Split column in Pandas info frame and get part of it



We can use the Pandas .str accessor , it does fast vectorized string operations on Series and Dataframes and returns a string object. The Pandas str accessor has a number of useful methods, and one of them —  str.split , it can be used with split to get the part of the string you want. To get the n- ю part of a string, first split the column by delimiter and reapply str [n-1] to the returned object, i.e. …  Dataframe.columnName.str.split () .str [n-1] .
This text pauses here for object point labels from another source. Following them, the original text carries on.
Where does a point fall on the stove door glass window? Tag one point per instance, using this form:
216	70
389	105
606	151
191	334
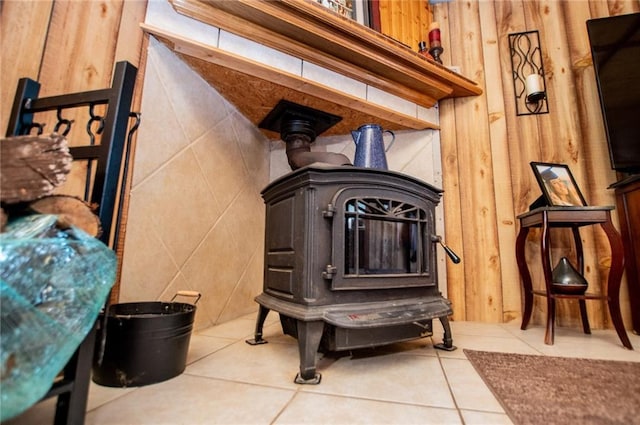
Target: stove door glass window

Let`s clarify this with examples.

Code # 1 : Print a split column data object.

import pandas as pd

import numpy as np

df = pd.DataFrame ({ `Geek_ID` : [ `Geek1_id` , ` Geek2_id` , `Geek3_id`

`Geek4_id` , ` Geek5_id` ],

`Geek_A` : [ 1 , 1 , 3 , 2 , 4 ],

`Geek_B` : [ 1 , 2 , 3 , 4 , 6 ],

`Geek_R` : np.random.randn ( 5 )})

  
# Geek_A Geek_B Geek_ID Geek_R
# 0 1 1 Geek1_id random number
# 1 1 2 Geek2_id random number
# 2 3 3 Geek3_id random number
# 3 2 4 Geek4_id random number
# 4 4 6 Geek5_id random number

 

print (df.Geek_ID. str . split ( `_` ). str [ 0 ])

Output:

 0 Geek1 1 Geek2 2 Geek3 3 Geek4 4 Geek5 dtype: object 

Code # 2: Print refund list enclosed object data.

import pandas as pd

import numpy as np

df = pd.DataFrame ({ `Geek_ID` : [ `Geek1_id` , ` Geek2_id` , `Geek3_id` ,

`Geek4_id` , ` Geek5_id` ],

`Geek_A` : [ 1 , 1 , 3 , 2 , 4 ],

`Geek_B` : [ 1 , 2 , 3 , 4 , 6 ],

`Geek_R` : np.random.randn ( 5 )})

 
# Geek_A Geek_B Geek_ID Geek_R
# 0 1 1 Geek1_id random h islo
# 1 1 2 Geek2_id random number
# 2 3 3 Geek3_id random number
# 3 2 4 Geek4_id random number
# 4 4 6 Geek5_id random number

 

print (df.Geek_ID. str . split ( `_` ). str [ 0 ]. tolist ())

Exit:

 [`Geek1`,` Geek2`, `Geek3`,` Geek4`, `Geek5`] 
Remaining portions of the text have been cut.